Je pense que c'est une bonne chose qu'il ait pris cet orgasme au sérieux. Je ne pouvais ignorer ni son altruisme, ni sa générosité. Cette expérience aurait pu être drôle, mais sa véhémence avait rendu tout ça trop psychologique. Il me faisait penser à un chien en train de courir après une récompense, et se concentrait moins sur le déroulement que sur l'objectif final.

Si on se focalisait moins sur ma difficulté à avoir un orgasme, peut être que je pourrais vraiment me laisser aller et connaître un jour ce sentiment d'apogée sexuelle.

J'en ai assez de m'inquiéter de mon incapacité à atteindre l'orgasme. Elle menace toutes mes relations, telle une épée de Damoclès. Et je suis intimement persuadée que c'est cette pression qui m'empêche de savoir ce que ça fait.

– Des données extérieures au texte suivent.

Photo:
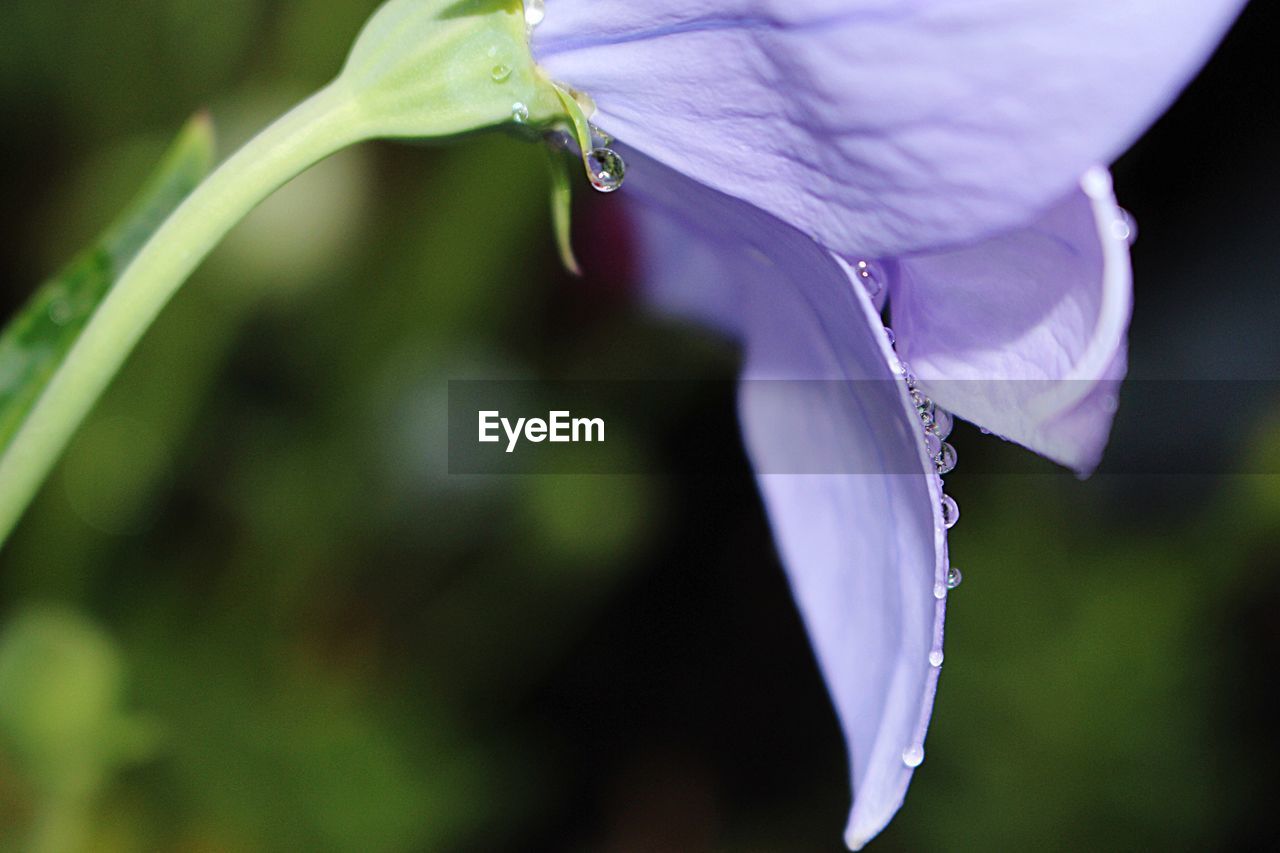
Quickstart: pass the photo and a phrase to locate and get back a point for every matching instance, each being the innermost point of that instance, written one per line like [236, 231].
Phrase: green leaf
[37, 340]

Mais j'ai un message à faire passer à tous les hommes de ce monde : même sans orgasme, le sexe peut être merveilleux. Pour moi, c'est juste la cerise sur le gâteau. Toute relation sexuelle avec un bon partenaire est aussi excitante qu'épanouissante. Tout ce qui précède et succède à une relation sexuelle m'est agréable. Rendre les gens heureux me rend heureuse, et atteindre l'orgasme n'est simplement pas ma priorité. Si j'arrive à le connaître un jour, ce sera formidable, mais on a tous besoin de lâcher prise avant que ça arrive.